People undergoing weight management and increased physical activity have no difference in heart attacks and strokes, a new study has suggested.
The landmark study investigating the long-term effects of weight loss on the risks of cardiovascular disease among patients with Type 2 diabetes, which was conducted at the University of Pittsburgh and at clinical facilities throughout the United States, the multicenter clinical trial investigated the effects of an intensive lifestyle intervention program, intended to achieve and maintain weight loss in overweight or obese people with Type 2 diabetes, on rates of cardiovascular disease.
Begun in 2001, the trial enrolled more than 5,000 people at 16 clinical centers across the US.
The study found that weight loss among members of the study’s Intensive Lifestyle Intervention group, provided with a program of weight management and increased physical activity, resulted in no difference in heart attacks and strokes when compared with the study’s control group, the Diabetes Support and Education group, which was provided with only general health information and social support.
The effect of the intervention program on weight loss, however, was significant: Participants in the intervention group lost 8.7 percent of their initial body weight after one year of the study versus 0.7 percent among the control group’s members; the intervention group also maintained a greater weight loss, 6 percent of their initial weight, versus 3.5 percent for the control group, at the study’s conclusion.
The Look AHEAD (Action for Health in Diabetes) study is the first to achieve such sustained weight loss. A weight loss of 5 percent or more in short-term studies is considered to be clinically significant and has been shown to improve control of blood pressure, blood sugar, cholesterol, and other risk factors.
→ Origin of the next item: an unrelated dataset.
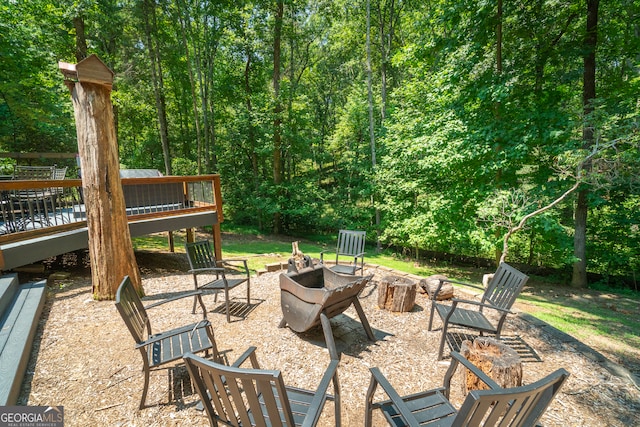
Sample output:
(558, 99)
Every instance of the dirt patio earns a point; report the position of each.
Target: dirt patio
(83, 356)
Comparable weight loss can also help prevent the development of Type 2 diabetes in overweight and obese adults.
John Jakicic, chair and professor in the Department of Health and Physical Activity in Pitt’s School of Education and Director of the Physical Activity and Weight Management Research Center, said weight loss improves physical function and quality of life, and causes reduction in risk factors like lipids and blood pressure with less reliance on medication, better diabetes control with less reliance on medication, improved sleep, psychological and emotional health benefits, and many others.
He said that adults with diabetes can begin to realize many of these health benefits with even modest reductions in body weight and modest increases in physical activity.
The study has been published online in the New England Journal of Medicine.